发帖者 Michelle Tan Yi Shin 时间: 16:18 0 评论

today went to may sze’s bio lecturer.. apparently, i went to hers bio lecturer for every Thursday in this semester..can you guys believe this??? i went to BIO LECTURER~! >.< when i seriously dont like science.. but,  i actually like going there coz it made me feel want to study more.. i mean.. i can concentrate in my revision when may sze listen in her class.. or not..?

any way, today as usual i went to her lecturer.. and she forgot to bring her glasses and she cannot see the thing on the board.. so… i help her to copy down the note..when i not even understand a single word from the bio term of word.. i jst remember something with “protoXXXXX” which i said to may sze is “PROTON SAGA, PROTON WIRA” LOL… >.< come on.. dont blame me.. i never study bio before ler.. and i feel mysels SI BEH genius ler… ^^ i mean i copy down the things that i not even seen before.. but i not sure am i copy wrong or not.. lol.. i jst basicly copy the ABC from the board.. ^^

During the class, Jasmine was like txted may sze at last minutes told her dont have to go for work.. so may sze and me went to starbucks for STUDY.. yeah.. WE two went to STUDY.. in starbucks… for… almost 4 hours.. ^^ lol.. i feel myself like thoese genius student like spent study for the whole time for everydays.. ^^

may sze~! dont you like this as well..? we should do it all the time  ^^

 

 

 

2010年8月2日星期一

haiz…….

发帖者 Michelle Tan Yi Shin 时间: 19:41 0 评论

OKAY~! i feel sooooo down now. nothing happen on me.. but, my frens. both of them have “putus cinta” problem.. wat kind of problem? break up already.. but still like the ex bf or ex gf… haiz… wonder why love always don’t have happy ending one.
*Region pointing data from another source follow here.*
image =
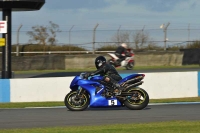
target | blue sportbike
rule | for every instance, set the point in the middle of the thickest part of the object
(94, 92)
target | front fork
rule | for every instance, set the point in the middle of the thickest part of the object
(79, 92)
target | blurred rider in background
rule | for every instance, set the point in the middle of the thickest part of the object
(121, 52)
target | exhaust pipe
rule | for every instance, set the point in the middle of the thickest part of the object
(136, 84)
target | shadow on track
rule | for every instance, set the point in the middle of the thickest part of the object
(110, 109)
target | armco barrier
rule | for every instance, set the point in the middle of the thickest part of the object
(158, 85)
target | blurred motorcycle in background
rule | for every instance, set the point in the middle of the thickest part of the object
(128, 63)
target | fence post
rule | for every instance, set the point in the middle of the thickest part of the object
(17, 46)
(94, 31)
(69, 37)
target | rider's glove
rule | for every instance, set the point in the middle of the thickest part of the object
(87, 75)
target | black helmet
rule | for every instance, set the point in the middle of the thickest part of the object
(99, 61)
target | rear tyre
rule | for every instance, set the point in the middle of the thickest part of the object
(76, 104)
(139, 100)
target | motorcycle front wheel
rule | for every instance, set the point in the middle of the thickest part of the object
(74, 103)
(139, 99)
(129, 66)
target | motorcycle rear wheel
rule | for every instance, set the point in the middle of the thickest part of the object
(130, 66)
(139, 100)
(76, 104)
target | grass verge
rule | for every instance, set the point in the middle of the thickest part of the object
(61, 103)
(157, 127)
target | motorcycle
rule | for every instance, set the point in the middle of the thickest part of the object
(128, 63)
(95, 92)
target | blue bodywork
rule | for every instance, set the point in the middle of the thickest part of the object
(96, 99)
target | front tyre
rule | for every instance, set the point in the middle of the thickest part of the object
(74, 103)
(129, 66)
(139, 100)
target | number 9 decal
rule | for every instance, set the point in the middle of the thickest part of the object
(112, 102)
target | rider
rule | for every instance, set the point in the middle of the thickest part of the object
(109, 73)
(121, 52)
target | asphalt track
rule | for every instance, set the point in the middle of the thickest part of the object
(61, 116)
(65, 74)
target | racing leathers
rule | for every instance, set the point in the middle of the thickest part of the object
(110, 75)
(119, 51)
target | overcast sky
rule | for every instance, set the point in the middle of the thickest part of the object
(110, 14)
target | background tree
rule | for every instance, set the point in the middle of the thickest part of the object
(140, 39)
(121, 37)
(53, 28)
(44, 34)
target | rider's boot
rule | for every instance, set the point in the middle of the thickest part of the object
(118, 89)
(118, 61)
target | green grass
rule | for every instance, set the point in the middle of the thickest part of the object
(156, 127)
(61, 103)
(120, 68)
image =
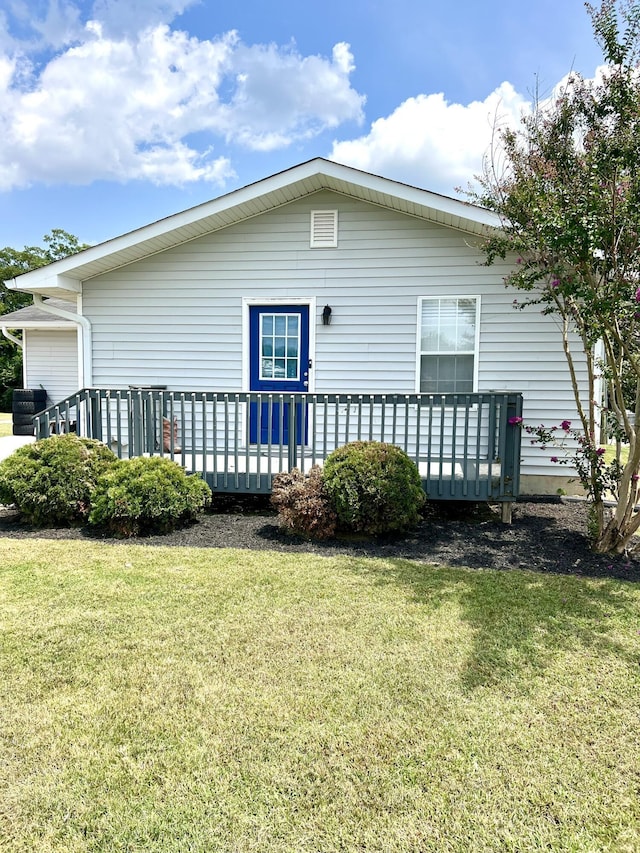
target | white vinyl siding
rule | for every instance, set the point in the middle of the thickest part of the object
(448, 344)
(176, 319)
(51, 362)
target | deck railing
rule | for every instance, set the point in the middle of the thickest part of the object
(463, 444)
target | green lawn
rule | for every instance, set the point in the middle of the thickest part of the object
(192, 700)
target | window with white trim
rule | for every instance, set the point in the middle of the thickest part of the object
(324, 229)
(448, 344)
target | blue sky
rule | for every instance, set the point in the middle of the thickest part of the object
(116, 113)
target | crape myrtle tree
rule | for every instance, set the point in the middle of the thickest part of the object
(566, 186)
(13, 262)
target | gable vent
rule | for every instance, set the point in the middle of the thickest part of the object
(324, 229)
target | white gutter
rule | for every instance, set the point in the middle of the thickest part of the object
(85, 378)
(11, 337)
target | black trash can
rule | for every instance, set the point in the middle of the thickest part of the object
(27, 402)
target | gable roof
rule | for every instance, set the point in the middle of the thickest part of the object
(64, 278)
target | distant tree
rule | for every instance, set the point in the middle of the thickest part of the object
(567, 189)
(14, 262)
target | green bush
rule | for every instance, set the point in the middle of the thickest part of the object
(147, 493)
(51, 480)
(373, 487)
(303, 504)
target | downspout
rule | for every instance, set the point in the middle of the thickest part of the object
(85, 380)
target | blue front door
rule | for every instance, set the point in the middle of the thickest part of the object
(278, 362)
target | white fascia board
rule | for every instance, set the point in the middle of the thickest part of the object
(47, 283)
(42, 326)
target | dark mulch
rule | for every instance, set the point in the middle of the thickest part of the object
(546, 536)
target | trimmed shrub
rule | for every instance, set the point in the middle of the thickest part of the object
(373, 487)
(303, 504)
(147, 494)
(51, 480)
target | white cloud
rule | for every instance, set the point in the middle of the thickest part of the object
(432, 143)
(122, 108)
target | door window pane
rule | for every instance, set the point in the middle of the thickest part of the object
(279, 346)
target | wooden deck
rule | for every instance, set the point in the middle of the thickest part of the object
(466, 446)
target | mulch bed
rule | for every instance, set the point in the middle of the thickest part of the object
(546, 536)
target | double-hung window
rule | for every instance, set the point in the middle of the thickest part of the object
(448, 344)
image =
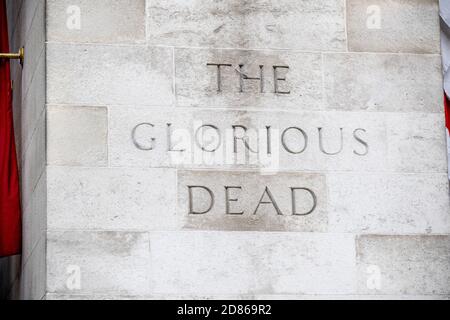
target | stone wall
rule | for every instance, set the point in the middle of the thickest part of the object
(245, 149)
(24, 276)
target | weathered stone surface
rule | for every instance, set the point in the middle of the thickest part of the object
(111, 199)
(387, 82)
(105, 261)
(251, 263)
(116, 75)
(198, 84)
(406, 264)
(32, 103)
(33, 281)
(239, 201)
(34, 218)
(366, 145)
(416, 141)
(77, 136)
(305, 25)
(106, 21)
(389, 204)
(393, 26)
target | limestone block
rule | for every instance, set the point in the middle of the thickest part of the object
(97, 262)
(389, 203)
(105, 75)
(251, 263)
(387, 82)
(34, 217)
(33, 280)
(32, 103)
(405, 265)
(393, 26)
(101, 21)
(304, 25)
(34, 161)
(77, 136)
(111, 199)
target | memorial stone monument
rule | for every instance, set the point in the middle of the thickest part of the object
(253, 149)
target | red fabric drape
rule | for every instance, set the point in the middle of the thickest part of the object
(10, 217)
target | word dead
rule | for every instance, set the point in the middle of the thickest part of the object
(207, 199)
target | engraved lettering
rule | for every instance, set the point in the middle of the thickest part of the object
(272, 202)
(294, 202)
(360, 140)
(191, 200)
(322, 147)
(244, 138)
(138, 144)
(243, 76)
(228, 200)
(277, 78)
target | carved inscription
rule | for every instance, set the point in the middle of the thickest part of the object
(208, 199)
(247, 200)
(278, 74)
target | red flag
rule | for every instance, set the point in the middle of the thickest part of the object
(10, 217)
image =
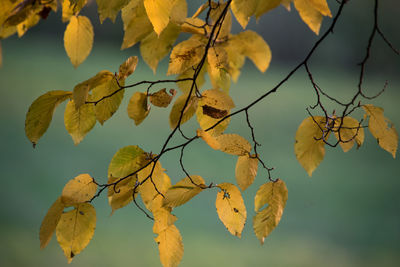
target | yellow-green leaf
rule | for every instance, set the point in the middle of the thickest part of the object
(382, 129)
(309, 14)
(351, 132)
(79, 190)
(309, 146)
(170, 246)
(161, 98)
(186, 55)
(244, 9)
(110, 104)
(138, 108)
(79, 122)
(230, 208)
(127, 68)
(275, 195)
(78, 39)
(136, 23)
(183, 191)
(253, 46)
(233, 144)
(40, 113)
(155, 47)
(246, 171)
(177, 110)
(110, 8)
(75, 229)
(159, 12)
(50, 222)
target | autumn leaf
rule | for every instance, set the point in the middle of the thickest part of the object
(183, 191)
(351, 132)
(246, 171)
(79, 122)
(138, 109)
(75, 229)
(50, 222)
(309, 146)
(40, 113)
(275, 195)
(79, 190)
(78, 39)
(231, 209)
(382, 129)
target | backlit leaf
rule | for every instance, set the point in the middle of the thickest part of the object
(50, 222)
(75, 229)
(309, 146)
(136, 23)
(177, 109)
(40, 113)
(127, 68)
(233, 144)
(382, 129)
(243, 10)
(230, 208)
(110, 8)
(138, 108)
(159, 12)
(79, 122)
(78, 39)
(183, 191)
(79, 190)
(350, 133)
(170, 246)
(275, 195)
(246, 171)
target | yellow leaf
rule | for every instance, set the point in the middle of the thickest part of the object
(78, 39)
(161, 98)
(138, 108)
(243, 10)
(382, 129)
(186, 55)
(177, 110)
(81, 90)
(170, 246)
(126, 161)
(50, 222)
(309, 146)
(209, 139)
(110, 8)
(79, 190)
(79, 122)
(253, 46)
(108, 106)
(127, 68)
(40, 113)
(265, 6)
(230, 208)
(350, 133)
(275, 195)
(183, 191)
(233, 144)
(309, 14)
(246, 171)
(71, 8)
(154, 48)
(136, 23)
(75, 229)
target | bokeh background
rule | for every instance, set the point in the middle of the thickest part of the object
(347, 214)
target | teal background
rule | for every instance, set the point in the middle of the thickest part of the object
(347, 214)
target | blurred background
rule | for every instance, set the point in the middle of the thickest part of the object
(347, 214)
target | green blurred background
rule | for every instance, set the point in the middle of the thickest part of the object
(346, 215)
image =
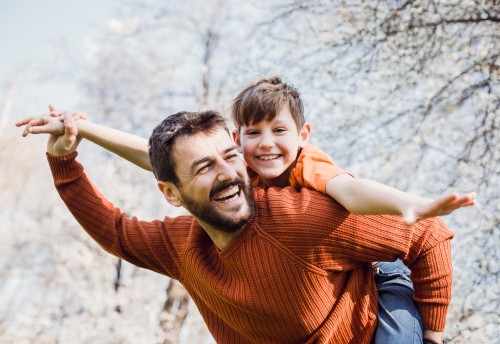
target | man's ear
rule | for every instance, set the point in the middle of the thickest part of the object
(304, 135)
(171, 193)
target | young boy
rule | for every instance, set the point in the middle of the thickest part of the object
(273, 135)
(271, 129)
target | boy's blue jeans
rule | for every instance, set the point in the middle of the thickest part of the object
(399, 320)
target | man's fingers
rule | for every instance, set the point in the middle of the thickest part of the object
(24, 121)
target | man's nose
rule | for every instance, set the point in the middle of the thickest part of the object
(226, 172)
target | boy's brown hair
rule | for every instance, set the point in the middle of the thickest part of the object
(264, 99)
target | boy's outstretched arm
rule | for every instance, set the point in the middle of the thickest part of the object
(366, 197)
(130, 147)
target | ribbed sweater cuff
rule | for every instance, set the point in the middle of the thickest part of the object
(433, 316)
(64, 168)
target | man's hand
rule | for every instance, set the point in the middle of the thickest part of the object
(443, 206)
(44, 124)
(48, 123)
(68, 142)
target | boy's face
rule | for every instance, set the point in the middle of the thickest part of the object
(270, 148)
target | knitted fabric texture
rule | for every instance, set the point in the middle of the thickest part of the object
(300, 272)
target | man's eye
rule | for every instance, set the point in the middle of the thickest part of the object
(203, 169)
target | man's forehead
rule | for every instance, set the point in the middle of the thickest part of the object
(198, 146)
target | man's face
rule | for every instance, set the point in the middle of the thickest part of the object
(213, 183)
(270, 147)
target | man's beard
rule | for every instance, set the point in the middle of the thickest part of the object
(207, 213)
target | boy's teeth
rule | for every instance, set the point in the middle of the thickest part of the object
(269, 157)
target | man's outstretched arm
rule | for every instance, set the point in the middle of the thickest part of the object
(130, 147)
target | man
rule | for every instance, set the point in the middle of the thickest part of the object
(268, 266)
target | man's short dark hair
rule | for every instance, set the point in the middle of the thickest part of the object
(177, 125)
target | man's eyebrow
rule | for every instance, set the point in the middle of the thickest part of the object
(208, 158)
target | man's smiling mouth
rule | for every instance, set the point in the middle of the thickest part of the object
(228, 194)
(269, 157)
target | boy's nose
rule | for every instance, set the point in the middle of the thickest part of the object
(266, 142)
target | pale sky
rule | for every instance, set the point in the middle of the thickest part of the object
(34, 32)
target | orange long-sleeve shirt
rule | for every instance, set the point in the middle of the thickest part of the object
(300, 271)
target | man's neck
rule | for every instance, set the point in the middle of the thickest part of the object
(222, 239)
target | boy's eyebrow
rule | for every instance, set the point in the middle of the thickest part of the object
(208, 158)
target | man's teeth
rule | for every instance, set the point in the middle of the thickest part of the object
(227, 194)
(269, 157)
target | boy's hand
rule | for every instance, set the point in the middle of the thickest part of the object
(443, 206)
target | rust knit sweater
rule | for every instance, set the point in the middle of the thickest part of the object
(299, 272)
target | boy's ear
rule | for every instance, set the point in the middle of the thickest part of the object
(171, 193)
(236, 137)
(304, 135)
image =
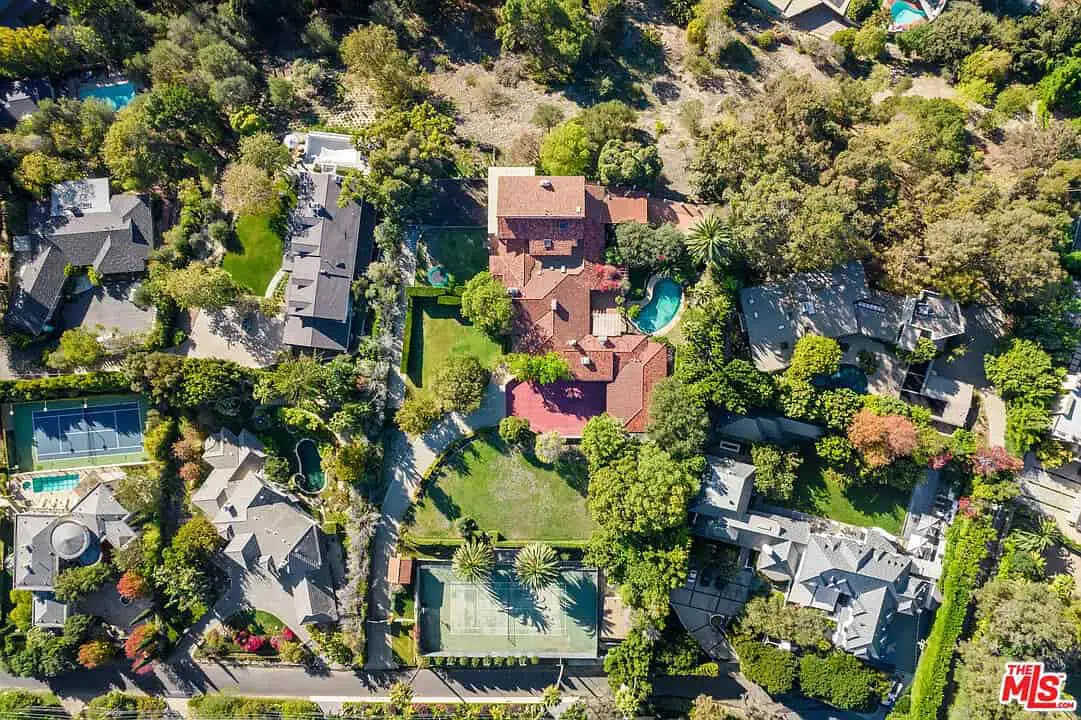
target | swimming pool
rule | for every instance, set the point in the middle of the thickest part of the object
(116, 94)
(849, 376)
(662, 308)
(904, 14)
(52, 483)
(310, 479)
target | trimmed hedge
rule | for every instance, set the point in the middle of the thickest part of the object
(227, 707)
(840, 680)
(772, 668)
(966, 546)
(64, 386)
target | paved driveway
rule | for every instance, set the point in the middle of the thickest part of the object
(404, 463)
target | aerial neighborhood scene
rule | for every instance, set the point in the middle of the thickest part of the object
(521, 359)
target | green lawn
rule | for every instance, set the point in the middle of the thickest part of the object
(881, 506)
(404, 604)
(257, 253)
(257, 622)
(440, 332)
(506, 491)
(462, 251)
(402, 645)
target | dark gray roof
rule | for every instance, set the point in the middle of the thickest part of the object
(837, 304)
(324, 249)
(725, 488)
(115, 242)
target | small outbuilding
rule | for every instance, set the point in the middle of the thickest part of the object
(400, 571)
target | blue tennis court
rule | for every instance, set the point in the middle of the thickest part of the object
(74, 432)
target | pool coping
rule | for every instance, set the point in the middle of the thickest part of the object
(299, 464)
(661, 332)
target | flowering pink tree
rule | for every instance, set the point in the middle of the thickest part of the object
(992, 461)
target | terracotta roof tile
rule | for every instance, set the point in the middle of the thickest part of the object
(556, 304)
(542, 197)
(601, 368)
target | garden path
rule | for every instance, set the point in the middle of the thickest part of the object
(403, 466)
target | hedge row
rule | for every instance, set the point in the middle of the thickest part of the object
(442, 661)
(772, 668)
(63, 386)
(442, 711)
(966, 546)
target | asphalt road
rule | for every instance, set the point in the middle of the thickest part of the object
(188, 680)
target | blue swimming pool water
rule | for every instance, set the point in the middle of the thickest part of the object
(311, 478)
(117, 94)
(663, 306)
(55, 483)
(850, 376)
(903, 13)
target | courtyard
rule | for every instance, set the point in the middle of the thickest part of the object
(438, 333)
(507, 491)
(256, 253)
(865, 506)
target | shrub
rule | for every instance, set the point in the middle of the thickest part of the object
(772, 668)
(966, 542)
(515, 429)
(841, 680)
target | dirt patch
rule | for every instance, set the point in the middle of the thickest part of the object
(496, 101)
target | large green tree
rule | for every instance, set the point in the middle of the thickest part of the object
(556, 35)
(485, 303)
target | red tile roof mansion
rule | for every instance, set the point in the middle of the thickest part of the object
(546, 239)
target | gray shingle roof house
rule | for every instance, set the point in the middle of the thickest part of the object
(862, 583)
(264, 529)
(47, 544)
(321, 263)
(81, 226)
(838, 304)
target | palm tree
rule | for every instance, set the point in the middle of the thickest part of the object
(1039, 540)
(536, 565)
(472, 561)
(710, 241)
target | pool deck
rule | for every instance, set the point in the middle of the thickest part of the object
(671, 324)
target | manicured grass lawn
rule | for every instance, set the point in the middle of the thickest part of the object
(462, 251)
(257, 622)
(507, 491)
(404, 604)
(401, 644)
(439, 332)
(258, 253)
(881, 506)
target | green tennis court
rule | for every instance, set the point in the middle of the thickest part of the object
(502, 618)
(76, 432)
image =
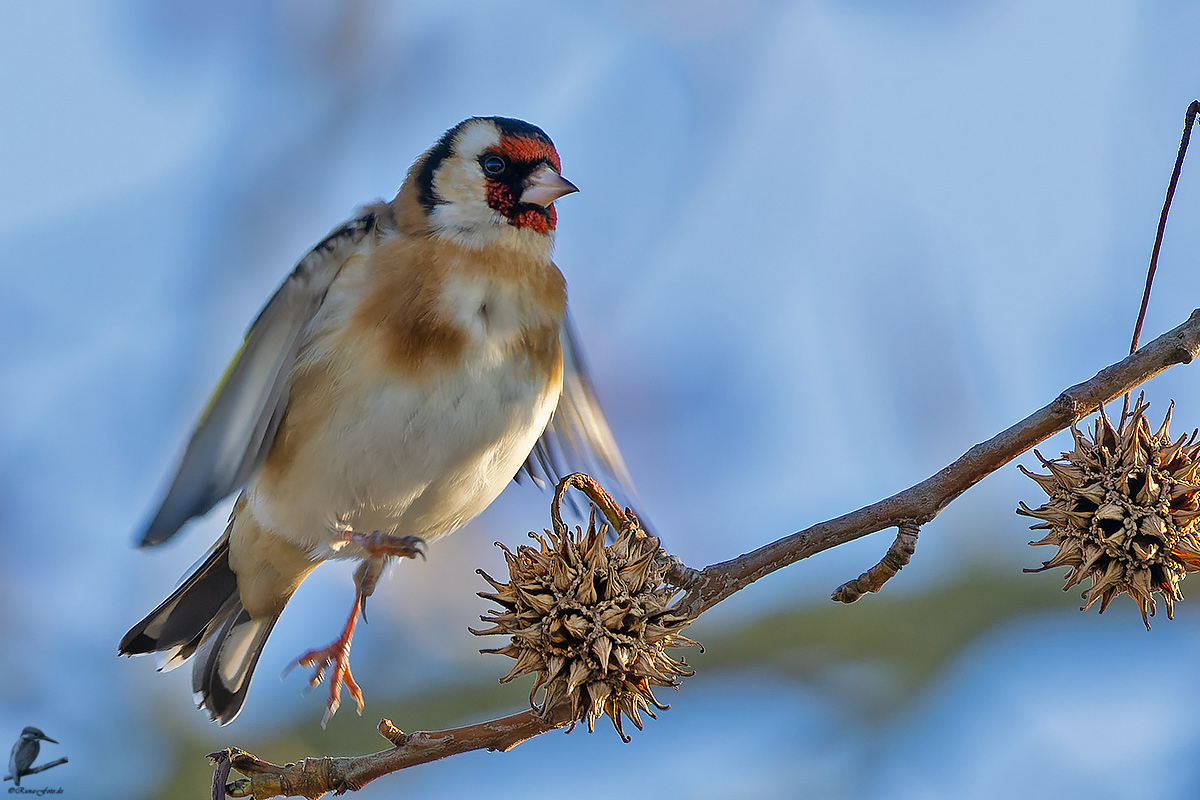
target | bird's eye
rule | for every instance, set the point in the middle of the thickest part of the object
(495, 164)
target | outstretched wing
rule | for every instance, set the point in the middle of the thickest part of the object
(244, 414)
(577, 438)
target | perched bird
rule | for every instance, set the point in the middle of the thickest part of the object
(24, 752)
(407, 370)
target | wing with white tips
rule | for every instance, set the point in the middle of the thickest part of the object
(577, 438)
(243, 416)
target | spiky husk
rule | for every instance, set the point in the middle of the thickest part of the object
(592, 623)
(1122, 510)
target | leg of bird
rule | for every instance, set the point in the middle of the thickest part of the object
(381, 549)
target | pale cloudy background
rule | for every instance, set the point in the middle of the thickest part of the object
(820, 250)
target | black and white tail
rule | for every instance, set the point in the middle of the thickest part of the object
(205, 618)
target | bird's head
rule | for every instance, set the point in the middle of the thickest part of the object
(34, 734)
(491, 180)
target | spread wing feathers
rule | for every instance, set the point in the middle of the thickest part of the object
(577, 437)
(243, 416)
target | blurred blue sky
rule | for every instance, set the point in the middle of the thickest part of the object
(821, 248)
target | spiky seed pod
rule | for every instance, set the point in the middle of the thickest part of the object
(592, 621)
(1122, 510)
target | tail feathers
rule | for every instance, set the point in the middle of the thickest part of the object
(205, 618)
(184, 620)
(226, 661)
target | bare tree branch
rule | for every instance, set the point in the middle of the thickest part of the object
(703, 589)
(39, 769)
(927, 499)
(894, 560)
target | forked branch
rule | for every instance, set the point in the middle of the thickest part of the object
(703, 589)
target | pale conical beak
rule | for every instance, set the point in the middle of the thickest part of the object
(545, 186)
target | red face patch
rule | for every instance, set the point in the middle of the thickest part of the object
(502, 194)
(529, 151)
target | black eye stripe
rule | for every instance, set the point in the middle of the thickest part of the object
(493, 164)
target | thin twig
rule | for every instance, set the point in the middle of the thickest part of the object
(37, 769)
(894, 560)
(313, 777)
(916, 506)
(927, 499)
(1189, 119)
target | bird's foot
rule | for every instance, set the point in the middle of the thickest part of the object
(334, 659)
(384, 546)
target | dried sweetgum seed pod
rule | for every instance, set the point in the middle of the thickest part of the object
(1122, 510)
(591, 621)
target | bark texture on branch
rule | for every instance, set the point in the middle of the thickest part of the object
(706, 588)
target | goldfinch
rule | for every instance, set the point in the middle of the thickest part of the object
(407, 370)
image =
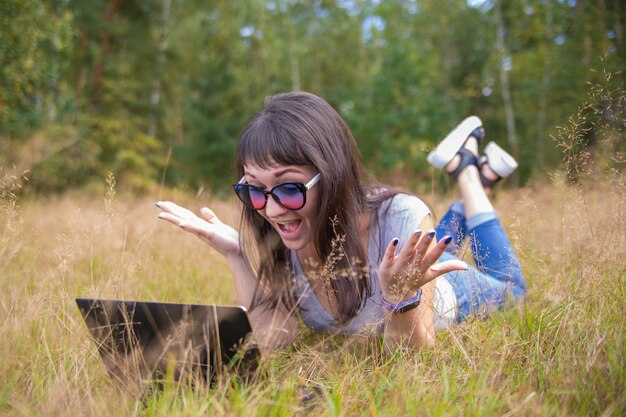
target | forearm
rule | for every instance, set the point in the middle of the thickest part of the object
(414, 328)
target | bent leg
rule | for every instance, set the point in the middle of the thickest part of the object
(497, 277)
(453, 224)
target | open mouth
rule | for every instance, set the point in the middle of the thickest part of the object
(289, 227)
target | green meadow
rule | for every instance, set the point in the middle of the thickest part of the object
(561, 353)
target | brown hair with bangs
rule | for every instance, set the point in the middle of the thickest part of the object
(302, 129)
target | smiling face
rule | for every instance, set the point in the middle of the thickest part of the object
(295, 227)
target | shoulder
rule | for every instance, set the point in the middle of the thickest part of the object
(403, 205)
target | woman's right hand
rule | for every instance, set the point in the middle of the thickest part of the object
(209, 228)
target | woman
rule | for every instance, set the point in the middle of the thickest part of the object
(319, 244)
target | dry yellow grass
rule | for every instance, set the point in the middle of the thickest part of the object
(562, 354)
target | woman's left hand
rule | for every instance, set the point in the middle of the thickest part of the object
(416, 264)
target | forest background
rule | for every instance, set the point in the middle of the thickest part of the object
(109, 105)
(156, 91)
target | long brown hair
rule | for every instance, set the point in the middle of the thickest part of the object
(302, 129)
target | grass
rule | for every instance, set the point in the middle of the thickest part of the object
(560, 354)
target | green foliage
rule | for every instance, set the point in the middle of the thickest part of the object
(131, 80)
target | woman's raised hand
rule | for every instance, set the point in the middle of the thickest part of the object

i dont want my fren to be upset or emo…especially the frens that i really care…when the frens that i really care are sad, emo, or watever.. i will be even worst as them. i know this might sound bit stupid. but yea… this is wat always happen since i notice how much i care about my frens…

but, i am not that type of person that can cheer ppl up.. wat i only know to do is be with them.. and i dont think this is enough.. last time when my fren cried.. me and her was live sooo close to each others, but i cant even go to her house to company her… i feel myself sooo useless already.. and now, another fren who now really need some one to be with him.. and i cant drive.. we live tooo far to each others..honestly, after these two things.. i seriously feel sooo regret i cant drive.. >.<

any way, dunno why and wat am i writing this.. haiz….. !!!!!!!!!!